Submitted December 18, 2008
Accepted March 8, 2009
The mouse Runx1 +23 hematopoietic stem cell enhancer confers hematopoietic specificity to both Runx1 promoters
Thomas Bee, Emma L.K. Ashley, Sorrel R.B. Bickley, Andrew Jarratt, Pik-Shan Li, Jackie Sloane-Stanley, Berthold Gottgens, and Marella F.T.R. de Bruijn*
MRC Molecular Haematology Unit, Weatherall Institute of Molecular Medicine, John Radcliffe Hospital, Oxford University, Oxford, United Kingdom
Cambridge University Department of Haematology, Cambridge Institute for Medical Research, Cambridge, United Kingdom
* Corresponding author; email: marella.debruijn{at}imm.ox.ac.uk.

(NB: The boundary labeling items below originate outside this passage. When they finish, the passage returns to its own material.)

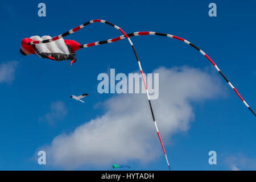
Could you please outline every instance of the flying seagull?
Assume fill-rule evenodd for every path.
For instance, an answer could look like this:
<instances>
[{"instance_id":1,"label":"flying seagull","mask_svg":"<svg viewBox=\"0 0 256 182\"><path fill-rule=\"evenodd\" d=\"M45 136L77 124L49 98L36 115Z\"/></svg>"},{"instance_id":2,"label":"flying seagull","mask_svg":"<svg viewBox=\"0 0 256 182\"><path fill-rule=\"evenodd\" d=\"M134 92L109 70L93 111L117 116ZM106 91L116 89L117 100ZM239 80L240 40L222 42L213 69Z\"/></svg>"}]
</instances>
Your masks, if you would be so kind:
<instances>
[{"instance_id":1,"label":"flying seagull","mask_svg":"<svg viewBox=\"0 0 256 182\"><path fill-rule=\"evenodd\" d=\"M84 102L83 101L82 101L81 99L83 98L84 97L85 97L86 96L87 96L88 95L88 94L87 93L85 93L84 94L79 96L76 96L75 95L72 95L71 96L70 96L70 97L71 97L72 98L75 99L77 101L79 101L82 102L82 103L84 103Z\"/></svg>"}]
</instances>

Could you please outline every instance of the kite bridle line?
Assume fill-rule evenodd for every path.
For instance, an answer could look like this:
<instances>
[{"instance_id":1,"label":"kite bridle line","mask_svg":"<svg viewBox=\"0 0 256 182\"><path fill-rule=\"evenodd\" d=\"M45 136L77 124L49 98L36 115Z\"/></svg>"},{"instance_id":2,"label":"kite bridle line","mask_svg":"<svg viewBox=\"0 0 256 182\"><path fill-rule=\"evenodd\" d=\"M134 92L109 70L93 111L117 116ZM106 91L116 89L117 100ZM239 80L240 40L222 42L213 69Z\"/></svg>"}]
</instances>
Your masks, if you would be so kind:
<instances>
[{"instance_id":1,"label":"kite bridle line","mask_svg":"<svg viewBox=\"0 0 256 182\"><path fill-rule=\"evenodd\" d=\"M166 155L166 151L164 150L164 147L163 144L163 142L162 142L161 137L160 136L159 131L158 131L158 126L157 126L157 125L156 125L156 122L155 119L155 115L154 114L153 109L152 109L152 107L151 103L150 102L150 97L149 97L149 95L148 95L148 92L147 90L147 84L146 83L145 78L144 77L143 72L142 68L141 67L141 62L139 61L139 58L138 57L138 55L137 55L137 53L136 53L136 51L135 49L135 48L134 48L134 45L133 44L133 42L131 42L131 40L130 39L129 36L128 35L127 35L127 34L120 27L119 27L117 26L116 25L114 25L114 24L112 24L111 23L109 23L109 22L107 22L106 20L101 20L101 19L94 19L94 20L92 20L87 22L86 22L86 23L84 23L80 25L78 27L76 27L76 28L74 28L73 29L70 30L68 32L65 32L64 34L61 34L60 35L55 36L55 37L53 37L52 39L49 39L44 40L35 40L35 41L32 41L32 42L31 42L28 43L28 45L33 45L33 44L46 43L53 42L53 41L58 40L59 39L61 39L62 38L64 38L64 37L65 37L65 36L67 36L68 35L72 34L74 33L75 32L77 31L77 30L84 28L85 26L89 24L90 23L96 23L96 22L100 22L100 23L106 23L106 24L110 25L110 26L114 27L115 28L118 30L119 31L121 31L122 32L122 34L123 35L123 36L128 39L128 41L129 42L131 46L131 47L133 48L133 52L134 52L134 55L135 55L135 56L136 57L136 59L137 60L138 64L139 65L139 70L140 70L141 75L142 76L142 78L143 80L143 82L144 82L144 86L145 86L145 89L146 89L146 92L147 93L147 99L148 100L148 103L149 103L149 105L150 105L150 110L151 111L152 117L153 118L154 123L155 123L155 126L157 133L158 133L158 138L159 138L160 142L161 143L161 146L162 146L162 148L163 149L163 151L164 153L164 155L166 156L166 162L167 163L168 167L169 167L169 169L171 171L171 168L170 167L169 162L168 162L167 156ZM93 44L93 43L92 43L92 44ZM94 43L94 45L93 45L93 46L96 46L96 44L95 43ZM91 46L93 46L93 44L92 44Z\"/></svg>"},{"instance_id":2,"label":"kite bridle line","mask_svg":"<svg viewBox=\"0 0 256 182\"><path fill-rule=\"evenodd\" d=\"M193 45L189 42L187 41L187 40L185 40L183 38L172 35L170 34L162 34L162 33L158 33L155 32L133 32L131 34L127 34L127 35L129 37L133 36L139 36L139 35L160 35L160 36L167 36L168 38L177 39L179 40L181 40L182 42L185 42L187 44L191 46L193 48L195 48L196 49L199 51L201 54L203 54L204 56L205 56L207 59L212 63L212 64L214 67L214 68L216 69L216 70L218 71L218 72L222 76L222 77L225 79L225 80L228 82L229 85L231 87L231 88L236 92L237 95L239 97L239 98L242 100L243 103L253 113L253 114L256 116L255 113L254 111L251 109L251 108L249 106L249 105L245 102L245 101L243 100L243 98L240 96L239 93L237 92L237 89L233 86L233 85L230 83L230 82L228 80L228 78L223 75L223 73L221 72L220 69L218 68L217 65L212 60L212 59L205 53L204 51L203 51L201 49L199 49L197 47ZM106 43L111 43L113 42L115 42L122 39L123 39L125 38L124 35L121 35L120 36L117 37L114 39L110 39L106 40L103 41L98 41L89 44L85 44L84 45L80 46L80 48L86 48L89 47L94 46L98 46L100 44L106 44Z\"/></svg>"}]
</instances>

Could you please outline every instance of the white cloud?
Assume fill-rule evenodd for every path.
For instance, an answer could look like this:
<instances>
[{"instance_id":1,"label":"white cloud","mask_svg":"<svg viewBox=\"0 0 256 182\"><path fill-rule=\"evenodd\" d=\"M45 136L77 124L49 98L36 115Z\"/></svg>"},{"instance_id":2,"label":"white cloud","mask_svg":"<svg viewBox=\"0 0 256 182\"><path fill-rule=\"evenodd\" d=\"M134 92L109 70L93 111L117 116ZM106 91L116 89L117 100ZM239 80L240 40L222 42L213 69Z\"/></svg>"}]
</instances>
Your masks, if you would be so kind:
<instances>
[{"instance_id":1,"label":"white cloud","mask_svg":"<svg viewBox=\"0 0 256 182\"><path fill-rule=\"evenodd\" d=\"M191 102L220 96L218 77L189 67L160 68L159 97L152 101L164 144L185 131L193 120ZM42 148L50 165L67 169L133 160L145 163L162 154L146 94L115 95L105 101L100 117L63 134ZM72 167L71 166L72 166Z\"/></svg>"},{"instance_id":2,"label":"white cloud","mask_svg":"<svg viewBox=\"0 0 256 182\"><path fill-rule=\"evenodd\" d=\"M46 121L52 125L56 121L63 119L67 113L65 104L62 101L56 101L51 104L50 111L43 117L40 117L39 121Z\"/></svg>"},{"instance_id":3,"label":"white cloud","mask_svg":"<svg viewBox=\"0 0 256 182\"><path fill-rule=\"evenodd\" d=\"M11 83L15 78L18 61L11 61L0 65L0 83Z\"/></svg>"},{"instance_id":4,"label":"white cloud","mask_svg":"<svg viewBox=\"0 0 256 182\"><path fill-rule=\"evenodd\" d=\"M229 156L224 162L232 171L256 169L256 159L248 158L242 154Z\"/></svg>"}]
</instances>

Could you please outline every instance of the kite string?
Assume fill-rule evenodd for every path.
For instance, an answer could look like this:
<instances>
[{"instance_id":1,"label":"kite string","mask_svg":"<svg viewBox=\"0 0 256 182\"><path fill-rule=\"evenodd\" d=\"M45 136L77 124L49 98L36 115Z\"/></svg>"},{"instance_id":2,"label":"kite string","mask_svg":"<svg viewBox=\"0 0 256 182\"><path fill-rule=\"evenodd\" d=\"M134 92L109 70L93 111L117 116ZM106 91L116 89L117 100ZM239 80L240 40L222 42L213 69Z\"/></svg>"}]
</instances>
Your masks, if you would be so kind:
<instances>
[{"instance_id":1,"label":"kite string","mask_svg":"<svg viewBox=\"0 0 256 182\"><path fill-rule=\"evenodd\" d=\"M129 37L133 36L139 36L139 35L160 35L160 36L167 36L168 38L177 39L179 40L181 40L182 42L185 42L187 44L191 46L193 48L195 48L196 49L199 51L202 55L203 55L205 57L207 58L207 59L212 63L212 64L214 67L215 69L218 71L218 72L222 76L222 77L225 79L225 80L228 82L229 85L231 87L231 88L236 92L237 95L238 96L238 97L242 100L243 103L245 105L245 106L253 113L253 114L256 116L255 113L254 111L251 109L251 108L249 106L249 105L246 103L246 102L243 100L243 98L241 96L241 95L239 94L239 93L237 92L237 89L234 87L234 86L230 83L230 82L228 80L228 78L223 75L223 73L221 72L220 69L218 68L218 67L217 66L217 65L212 60L212 59L201 49L199 49L197 47L193 45L191 42L188 42L188 40L184 39L183 38L172 35L170 34L162 34L162 33L158 33L156 32L133 32L131 34L127 34L127 35ZM117 37L115 38L108 39L106 40L102 40L102 41L98 41L89 44L85 44L83 45L80 46L80 48L86 48L92 46L95 46L98 45L101 45L103 44L106 44L106 43L111 43L113 42L115 42L122 39L123 39L125 38L125 36L124 35L121 35L120 36Z\"/></svg>"},{"instance_id":2,"label":"kite string","mask_svg":"<svg viewBox=\"0 0 256 182\"><path fill-rule=\"evenodd\" d=\"M154 121L154 122L155 123L155 128L156 128L156 131L157 131L157 133L158 133L158 138L159 139L160 142L161 143L161 146L162 146L163 151L163 152L164 153L164 155L166 156L166 162L167 163L168 167L169 167L169 169L171 170L171 168L170 168L170 164L169 164L169 162L168 162L167 156L166 155L166 151L164 150L164 148L163 144L163 142L162 142L161 137L160 136L159 131L158 131L158 127L157 127L156 122L156 121L155 119L155 116L154 116L154 112L153 112L153 109L152 109L152 107L151 103L150 102L150 97L149 97L149 95L148 95L148 92L147 90L147 84L146 83L145 78L144 77L143 72L142 68L141 65L141 62L139 61L139 58L138 57L138 55L137 55L137 53L135 49L135 48L134 48L134 46L133 45L133 42L131 42L131 40L130 39L130 38L127 35L127 34L120 27L119 27L118 26L117 26L116 25L114 25L114 24L112 24L112 23L110 23L109 22L104 20L94 19L94 20L90 20L89 22L86 22L86 23L84 23L80 25L78 27L76 27L76 28L74 28L73 29L70 30L68 32L65 32L64 34L61 34L60 35L55 36L53 38L47 39L47 40L34 40L34 41L32 41L32 42L31 42L28 43L28 45L32 45L32 44L36 44L46 43L48 43L48 42L50 42L55 41L56 40L58 40L59 39L64 38L64 37L65 37L65 36L67 36L68 35L70 35L71 34L74 33L75 32L79 30L80 30L81 28L84 28L85 26L89 24L90 23L96 23L96 22L100 22L100 23L108 24L109 24L110 26L113 26L115 28L118 30L119 31L121 31L122 32L122 34L125 36L125 38L126 38L128 39L128 41L129 42L131 46L131 47L133 48L133 52L134 52L134 55L135 55L135 56L136 57L136 59L137 60L138 64L139 65L139 69L141 71L141 74L142 75L142 78L143 80L144 86L145 89L146 89L146 93L147 93L147 98L148 98L148 103L149 103L149 105L150 105L150 110L151 111L152 117L153 118L153 121Z\"/></svg>"}]
</instances>

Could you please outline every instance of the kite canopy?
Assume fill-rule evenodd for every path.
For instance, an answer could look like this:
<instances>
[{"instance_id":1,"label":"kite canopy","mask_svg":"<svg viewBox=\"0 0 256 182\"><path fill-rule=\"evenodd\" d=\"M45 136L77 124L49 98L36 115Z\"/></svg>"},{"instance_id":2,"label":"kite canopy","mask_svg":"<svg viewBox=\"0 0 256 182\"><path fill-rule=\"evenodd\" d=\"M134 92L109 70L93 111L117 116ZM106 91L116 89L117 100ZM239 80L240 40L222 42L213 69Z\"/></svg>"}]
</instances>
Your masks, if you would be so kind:
<instances>
[{"instance_id":1,"label":"kite canopy","mask_svg":"<svg viewBox=\"0 0 256 182\"><path fill-rule=\"evenodd\" d=\"M113 164L113 165L112 165L112 168L113 168L113 169L114 169L115 168L119 168L119 166L117 166L117 164Z\"/></svg>"}]
</instances>

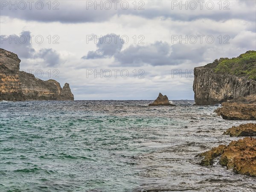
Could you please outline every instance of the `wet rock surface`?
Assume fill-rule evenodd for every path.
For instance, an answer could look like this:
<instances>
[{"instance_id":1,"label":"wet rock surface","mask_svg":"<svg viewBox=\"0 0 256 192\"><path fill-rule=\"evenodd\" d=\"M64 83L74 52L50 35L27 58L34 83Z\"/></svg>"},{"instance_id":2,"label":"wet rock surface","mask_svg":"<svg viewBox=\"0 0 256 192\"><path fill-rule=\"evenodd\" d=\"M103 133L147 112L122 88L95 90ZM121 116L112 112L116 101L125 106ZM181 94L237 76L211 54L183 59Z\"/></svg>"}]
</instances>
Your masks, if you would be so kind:
<instances>
[{"instance_id":1,"label":"wet rock surface","mask_svg":"<svg viewBox=\"0 0 256 192\"><path fill-rule=\"evenodd\" d=\"M227 146L220 145L196 157L204 157L200 165L212 165L220 156L220 163L237 173L256 177L256 139L245 137L232 141Z\"/></svg>"},{"instance_id":2,"label":"wet rock surface","mask_svg":"<svg viewBox=\"0 0 256 192\"><path fill-rule=\"evenodd\" d=\"M256 124L247 123L238 126L233 126L223 134L230 137L256 136Z\"/></svg>"},{"instance_id":3,"label":"wet rock surface","mask_svg":"<svg viewBox=\"0 0 256 192\"><path fill-rule=\"evenodd\" d=\"M256 120L256 94L221 103L215 112L227 120Z\"/></svg>"}]
</instances>

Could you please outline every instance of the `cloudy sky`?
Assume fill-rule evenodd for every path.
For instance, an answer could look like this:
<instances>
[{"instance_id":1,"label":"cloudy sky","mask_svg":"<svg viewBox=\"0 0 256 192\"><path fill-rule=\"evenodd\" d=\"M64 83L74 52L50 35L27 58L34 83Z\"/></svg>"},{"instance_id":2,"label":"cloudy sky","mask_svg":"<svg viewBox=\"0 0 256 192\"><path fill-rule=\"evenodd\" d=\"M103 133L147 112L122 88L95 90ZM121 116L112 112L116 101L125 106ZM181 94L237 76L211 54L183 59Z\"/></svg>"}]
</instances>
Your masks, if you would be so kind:
<instances>
[{"instance_id":1,"label":"cloudy sky","mask_svg":"<svg viewBox=\"0 0 256 192\"><path fill-rule=\"evenodd\" d=\"M256 50L253 0L5 1L0 47L76 100L193 99L193 69Z\"/></svg>"}]
</instances>

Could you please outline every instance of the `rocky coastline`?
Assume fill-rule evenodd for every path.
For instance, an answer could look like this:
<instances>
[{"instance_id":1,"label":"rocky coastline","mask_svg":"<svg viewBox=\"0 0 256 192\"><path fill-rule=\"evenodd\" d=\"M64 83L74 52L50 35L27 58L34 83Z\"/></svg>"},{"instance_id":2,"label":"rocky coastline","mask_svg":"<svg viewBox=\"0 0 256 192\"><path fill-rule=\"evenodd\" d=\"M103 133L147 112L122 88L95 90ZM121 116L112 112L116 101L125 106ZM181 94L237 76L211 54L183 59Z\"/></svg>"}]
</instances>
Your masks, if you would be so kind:
<instances>
[{"instance_id":1,"label":"rocky coastline","mask_svg":"<svg viewBox=\"0 0 256 192\"><path fill-rule=\"evenodd\" d=\"M255 51L195 67L193 90L196 104L213 105L256 94L256 70Z\"/></svg>"},{"instance_id":2,"label":"rocky coastline","mask_svg":"<svg viewBox=\"0 0 256 192\"><path fill-rule=\"evenodd\" d=\"M249 51L239 56L241 58L246 54L251 56L247 59L253 66L252 71L256 69L256 53L255 51ZM236 61L240 58L232 59ZM216 60L212 64L195 68L193 90L196 104L221 103L222 106L215 112L225 120L256 120L256 81L248 76L238 77L227 73L217 74L215 71L221 61L225 60L228 63L232 59ZM247 73L252 74L252 71ZM253 76L256 74L252 74ZM253 79L255 79L255 76ZM232 141L228 145L220 145L198 154L196 157L204 157L200 164L211 166L215 159L219 158L219 163L226 166L227 169L233 169L237 173L256 177L256 139L253 137L256 136L256 124L233 126L223 134L245 137Z\"/></svg>"},{"instance_id":3,"label":"rocky coastline","mask_svg":"<svg viewBox=\"0 0 256 192\"><path fill-rule=\"evenodd\" d=\"M213 160L220 157L220 163L227 169L256 177L256 139L254 138L233 141L227 146L221 145L196 157L204 157L200 163L203 166L212 165Z\"/></svg>"},{"instance_id":4,"label":"rocky coastline","mask_svg":"<svg viewBox=\"0 0 256 192\"><path fill-rule=\"evenodd\" d=\"M227 120L256 120L256 94L221 103L215 112Z\"/></svg>"},{"instance_id":5,"label":"rocky coastline","mask_svg":"<svg viewBox=\"0 0 256 192\"><path fill-rule=\"evenodd\" d=\"M16 54L0 49L0 100L74 100L69 84L61 88L54 80L20 71L20 62Z\"/></svg>"}]
</instances>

The transcription factor Runx1 plays a pivotal role in hematopoietic stem cell (HSC) emergence and studies into its transcriptional regulation should give insight into the critical steps of HSC specification. Recently, we identified the Runx1 +23 enhancer that targets reporter gene expression to the first emerging HSCs of the mouse embryo when linked to the heterologous hsp68 promoter. Endogenous Runx1 is transcribed from two alternative promoters, P1 and P2. Here, we examined the in vivo cis-regulatory potential of these alternative promoters and asked whether they act with and contribute to the spatio-temporal specific expression of the Runx1 +23 enhancer. Our results firmly establish that, in contrast to zebrafish runx1, mouse Runx1 promoter sequences do not confer any hematopoietic specificity in transgenic embryos. Yet, both mouse promoters act with the +23 enhancer to drive reporter gene expression to sites of HSC emergence and colonisation, in a +23 specific pattern.